Some quantitative results would’ve been nice to assess the difference between ground truth and inferred position when playing back a trajectory with the forward dynamics (but I understand that there were space restrictions). I think this would make for a great full paper or even journal article if a couple more implementation details are added. I hope the mouse wasn’t harmed in the making of this. And kudos for shaving a mouse.

Reviewer 2

The paper introduces a pipeline for tracking the motion of articulated rigid bodies from an image sequence, while inferring physical parameters, such as link lengths. The inference process leverages variational sequential Monte Carlo (SMC) to recover the sequence of states (i.e. joint torques, positions, velocities) and approximate the posterior over the model parameters. The transition distribution is defined by the Newton-Euler equations to define the rigid-body dynamics, and the emission distribution is realized by the forward kinematics function mapping joint angles to Cartesian positions. The authors implement a parallel SMC sampler in PyTorch that runs multiple independent SMC samplers while aggregating statistics via importance sampling. Variational SMC further allows to infer the model parameters, besides the states of the observed motion. Experiments for inferring joint positions and stick lengths are provided for simulated data of a planar arm, from videos of a real human planar arm motion (via poses obtained from a separately trained ResNet-50), for a 3D simulated arm motion, and a real 3D motion of a mouse moving a planar joystick (again with link poses tracked by ResNet-50).

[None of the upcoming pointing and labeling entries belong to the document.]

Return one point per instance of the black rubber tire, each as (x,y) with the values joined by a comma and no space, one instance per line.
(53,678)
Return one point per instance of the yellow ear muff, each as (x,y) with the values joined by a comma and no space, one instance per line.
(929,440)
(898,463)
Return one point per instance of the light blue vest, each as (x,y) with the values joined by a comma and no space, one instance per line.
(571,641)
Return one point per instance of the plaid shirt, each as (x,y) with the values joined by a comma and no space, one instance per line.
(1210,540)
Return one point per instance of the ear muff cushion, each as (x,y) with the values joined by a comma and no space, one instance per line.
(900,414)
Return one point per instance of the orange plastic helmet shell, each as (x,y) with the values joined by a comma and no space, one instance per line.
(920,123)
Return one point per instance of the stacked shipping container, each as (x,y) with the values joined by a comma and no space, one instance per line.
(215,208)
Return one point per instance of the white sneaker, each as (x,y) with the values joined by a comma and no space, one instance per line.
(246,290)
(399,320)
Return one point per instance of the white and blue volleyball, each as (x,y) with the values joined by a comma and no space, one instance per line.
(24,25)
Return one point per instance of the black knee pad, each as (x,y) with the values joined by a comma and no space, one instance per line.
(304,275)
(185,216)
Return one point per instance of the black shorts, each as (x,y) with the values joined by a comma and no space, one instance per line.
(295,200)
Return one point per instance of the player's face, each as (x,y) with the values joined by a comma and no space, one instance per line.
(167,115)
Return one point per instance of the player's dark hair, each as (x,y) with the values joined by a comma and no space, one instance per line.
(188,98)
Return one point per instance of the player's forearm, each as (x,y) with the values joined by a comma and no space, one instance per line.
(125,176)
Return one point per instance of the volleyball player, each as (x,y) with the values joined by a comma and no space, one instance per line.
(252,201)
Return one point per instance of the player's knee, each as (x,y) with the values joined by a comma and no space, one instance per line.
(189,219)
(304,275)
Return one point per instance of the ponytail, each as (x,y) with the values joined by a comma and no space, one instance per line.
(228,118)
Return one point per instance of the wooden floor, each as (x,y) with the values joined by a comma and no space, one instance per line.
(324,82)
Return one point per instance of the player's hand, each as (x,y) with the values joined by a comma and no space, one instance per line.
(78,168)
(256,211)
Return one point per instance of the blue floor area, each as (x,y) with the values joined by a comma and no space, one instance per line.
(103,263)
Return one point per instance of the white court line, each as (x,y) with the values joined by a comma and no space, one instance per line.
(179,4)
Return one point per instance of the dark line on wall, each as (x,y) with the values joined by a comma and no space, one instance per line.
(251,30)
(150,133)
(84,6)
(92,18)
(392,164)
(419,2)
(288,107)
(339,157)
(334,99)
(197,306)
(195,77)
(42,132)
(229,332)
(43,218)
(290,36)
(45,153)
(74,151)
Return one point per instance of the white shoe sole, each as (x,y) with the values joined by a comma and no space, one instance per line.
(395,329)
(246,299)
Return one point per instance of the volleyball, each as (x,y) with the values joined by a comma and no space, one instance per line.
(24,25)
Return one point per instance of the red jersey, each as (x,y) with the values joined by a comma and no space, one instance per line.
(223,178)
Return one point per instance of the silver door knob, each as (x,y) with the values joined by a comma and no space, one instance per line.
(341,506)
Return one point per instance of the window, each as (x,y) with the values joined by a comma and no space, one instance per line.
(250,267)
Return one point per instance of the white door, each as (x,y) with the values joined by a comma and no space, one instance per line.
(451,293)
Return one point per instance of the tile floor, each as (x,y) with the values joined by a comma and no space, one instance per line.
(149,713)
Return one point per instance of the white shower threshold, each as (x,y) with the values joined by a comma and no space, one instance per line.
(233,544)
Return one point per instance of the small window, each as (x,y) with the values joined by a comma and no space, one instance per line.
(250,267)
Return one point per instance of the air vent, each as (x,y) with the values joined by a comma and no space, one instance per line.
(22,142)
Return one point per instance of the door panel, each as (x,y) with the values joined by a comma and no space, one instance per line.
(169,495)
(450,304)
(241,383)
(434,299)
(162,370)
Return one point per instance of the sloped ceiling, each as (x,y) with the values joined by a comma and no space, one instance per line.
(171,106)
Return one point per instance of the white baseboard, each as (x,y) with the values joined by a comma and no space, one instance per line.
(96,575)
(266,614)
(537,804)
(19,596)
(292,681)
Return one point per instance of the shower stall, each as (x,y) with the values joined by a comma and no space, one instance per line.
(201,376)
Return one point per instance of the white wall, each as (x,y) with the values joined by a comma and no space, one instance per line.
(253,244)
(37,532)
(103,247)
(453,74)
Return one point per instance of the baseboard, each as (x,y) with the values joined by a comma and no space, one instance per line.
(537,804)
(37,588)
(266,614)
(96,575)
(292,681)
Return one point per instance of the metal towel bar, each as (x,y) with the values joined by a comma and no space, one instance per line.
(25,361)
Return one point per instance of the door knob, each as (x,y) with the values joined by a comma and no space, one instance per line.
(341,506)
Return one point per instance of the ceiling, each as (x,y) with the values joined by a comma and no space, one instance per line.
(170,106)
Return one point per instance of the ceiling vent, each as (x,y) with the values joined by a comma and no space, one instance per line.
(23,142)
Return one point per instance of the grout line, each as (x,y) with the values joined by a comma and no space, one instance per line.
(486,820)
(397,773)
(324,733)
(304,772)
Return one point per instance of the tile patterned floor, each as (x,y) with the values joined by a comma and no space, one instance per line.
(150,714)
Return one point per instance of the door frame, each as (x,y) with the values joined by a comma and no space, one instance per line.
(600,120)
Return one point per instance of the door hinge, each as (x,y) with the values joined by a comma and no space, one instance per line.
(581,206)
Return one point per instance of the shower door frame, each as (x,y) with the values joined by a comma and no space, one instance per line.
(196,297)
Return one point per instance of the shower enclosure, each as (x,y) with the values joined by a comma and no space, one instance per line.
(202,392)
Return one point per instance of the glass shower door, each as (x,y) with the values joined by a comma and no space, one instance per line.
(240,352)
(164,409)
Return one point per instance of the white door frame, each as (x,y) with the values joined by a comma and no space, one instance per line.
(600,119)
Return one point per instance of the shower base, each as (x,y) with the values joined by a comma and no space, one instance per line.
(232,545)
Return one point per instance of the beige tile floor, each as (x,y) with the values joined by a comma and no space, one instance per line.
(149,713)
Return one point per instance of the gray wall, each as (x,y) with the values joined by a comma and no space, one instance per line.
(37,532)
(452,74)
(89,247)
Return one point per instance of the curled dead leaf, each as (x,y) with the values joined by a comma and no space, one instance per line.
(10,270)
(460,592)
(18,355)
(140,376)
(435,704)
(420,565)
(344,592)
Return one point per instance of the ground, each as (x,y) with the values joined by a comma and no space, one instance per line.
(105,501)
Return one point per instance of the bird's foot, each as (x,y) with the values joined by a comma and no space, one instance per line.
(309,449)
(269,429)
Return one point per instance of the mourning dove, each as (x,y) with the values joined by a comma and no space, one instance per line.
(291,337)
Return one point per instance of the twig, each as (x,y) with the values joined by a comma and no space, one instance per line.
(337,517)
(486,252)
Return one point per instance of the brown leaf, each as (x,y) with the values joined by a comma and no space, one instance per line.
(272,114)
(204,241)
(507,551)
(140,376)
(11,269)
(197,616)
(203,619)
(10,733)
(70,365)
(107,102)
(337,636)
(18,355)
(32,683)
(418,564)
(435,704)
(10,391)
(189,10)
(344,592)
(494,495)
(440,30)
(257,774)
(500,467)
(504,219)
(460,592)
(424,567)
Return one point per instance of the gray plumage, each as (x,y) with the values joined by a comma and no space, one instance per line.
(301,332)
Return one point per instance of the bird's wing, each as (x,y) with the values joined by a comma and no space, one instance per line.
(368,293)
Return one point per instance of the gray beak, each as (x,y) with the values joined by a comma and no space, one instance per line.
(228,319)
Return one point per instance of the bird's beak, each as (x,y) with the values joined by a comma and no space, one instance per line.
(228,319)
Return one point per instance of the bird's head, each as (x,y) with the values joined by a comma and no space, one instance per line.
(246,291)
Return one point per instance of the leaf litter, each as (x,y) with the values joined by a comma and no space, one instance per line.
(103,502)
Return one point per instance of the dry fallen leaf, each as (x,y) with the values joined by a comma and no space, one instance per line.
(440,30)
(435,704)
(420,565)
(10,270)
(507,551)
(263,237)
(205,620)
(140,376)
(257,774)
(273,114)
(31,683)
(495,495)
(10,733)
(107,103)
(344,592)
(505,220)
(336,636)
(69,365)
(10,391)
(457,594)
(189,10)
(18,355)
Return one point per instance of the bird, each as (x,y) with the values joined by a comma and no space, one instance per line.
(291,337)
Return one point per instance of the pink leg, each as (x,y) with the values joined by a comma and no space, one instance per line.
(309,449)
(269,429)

The presented work presents an interesting approach for inferring states and model parameters from real-world dynamical systems where only noise sensor measurements, such as from camera images, are available. While the authors acknowledge poor scaling of SMC as the state dimension gets larger in 3D, the work is a promising direction where variational SMC could be used in many other inference processes that can leverage prior knowledge of the transition and emission dynamics, while being able to infer model parameters. The experiment from the planar human arm motion does not show such accurate tracking as the results for the simulated systems, which could be, as the authors state, likely the result of a poor initial tracking performance from ResNet-50.

Reviewer 3

I think the results section could potentially do a better job of quantifing the benefit of each individual contribution. From the plots in Figure 2., I can’t see the improvement of the proposed method with respect to previous work. I think the question to answer is how does nested SMC method improve a simpler approach. The torque inference generally seems quite noisy and often inaccurate. Although it seems reasonable to expect some larger error here (since torques are noisier), some additional discussion would be nice to understand the limitations of the system.

As mentioned previously, my two main questions are the impact of the paper’s choices on the performance of the method through e.g.: an ablation study, and in addition some more detail on how differentiability is used to improve training performance.

I do not feel I can confidently judge this paper due to it being outside my area of expertise so would only recommend acceptance if others can champion it.